Nach wie vor ist eines der größten Probleme der VR-Technologie das Motion-Sickness, bei dem sich der User sichtlich unwohl fühlen kann. Ein neu aufgetauchtes Patent von Sony scheint hier weiter gegensteuern zu wollen.

Darin wird ein Programm / Techonologie beschrieben, das aktiv gegen Motion-Sickness Effekte helfen soll, in dem man durch Schüttelbewegungen den Kopf des Users in Bewegung bringt. In dem Patent heißt es dazu, dass eine Shake Unit den Kopf des Users, der das HMD trägt, schüttelt. Das Entertainment-Device steuert das Schütteln des Shake-Device gemäß der Beschleunigungsbedingung des Betrachtungspunkts für das von dem Headset angezeigten und bewegten Bild.

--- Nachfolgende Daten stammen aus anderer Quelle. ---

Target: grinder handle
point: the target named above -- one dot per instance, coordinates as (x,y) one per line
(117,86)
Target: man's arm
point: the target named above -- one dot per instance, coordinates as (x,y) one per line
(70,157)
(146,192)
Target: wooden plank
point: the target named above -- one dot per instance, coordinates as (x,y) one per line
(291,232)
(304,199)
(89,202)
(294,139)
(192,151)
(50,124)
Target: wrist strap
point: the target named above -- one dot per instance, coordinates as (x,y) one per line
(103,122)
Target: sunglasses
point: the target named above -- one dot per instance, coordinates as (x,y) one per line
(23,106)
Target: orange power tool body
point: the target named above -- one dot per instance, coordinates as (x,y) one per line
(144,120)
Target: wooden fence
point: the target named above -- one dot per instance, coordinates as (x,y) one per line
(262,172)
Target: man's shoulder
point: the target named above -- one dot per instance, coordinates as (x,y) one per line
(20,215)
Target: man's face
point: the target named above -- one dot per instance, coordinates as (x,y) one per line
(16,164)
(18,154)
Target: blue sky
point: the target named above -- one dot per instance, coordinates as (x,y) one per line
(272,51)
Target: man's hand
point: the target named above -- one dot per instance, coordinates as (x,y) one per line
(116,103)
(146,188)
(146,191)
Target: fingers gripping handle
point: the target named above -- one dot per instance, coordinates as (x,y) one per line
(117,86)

Das Patent setzt also da an, wo bei VR-Games ein Konflikt zwischen einer virtuellen Bewegung und einer physischen Bewegung entsteht, wenn diese in dem Moment ausbleibt, wo das Gehirn sie erwartet. Infolge dessen tritt bei vielen Spielern ein Unwohlgefühl auf.

Der Ansatz ist nicht neu und wird bereits mit externem Zubehör verfolgt, etwa mit dem VR-Rudder oder einer Art Laufband unter den Füßen, mit dem man sich endlos in alle Richtungen bewegen kann. Natürlich sind diese Lösungen nicht die praktischsten Ansätze am Markt. Ob das Patent von Sony jemals so umgesetzt wird, ist derzeit noch unklar.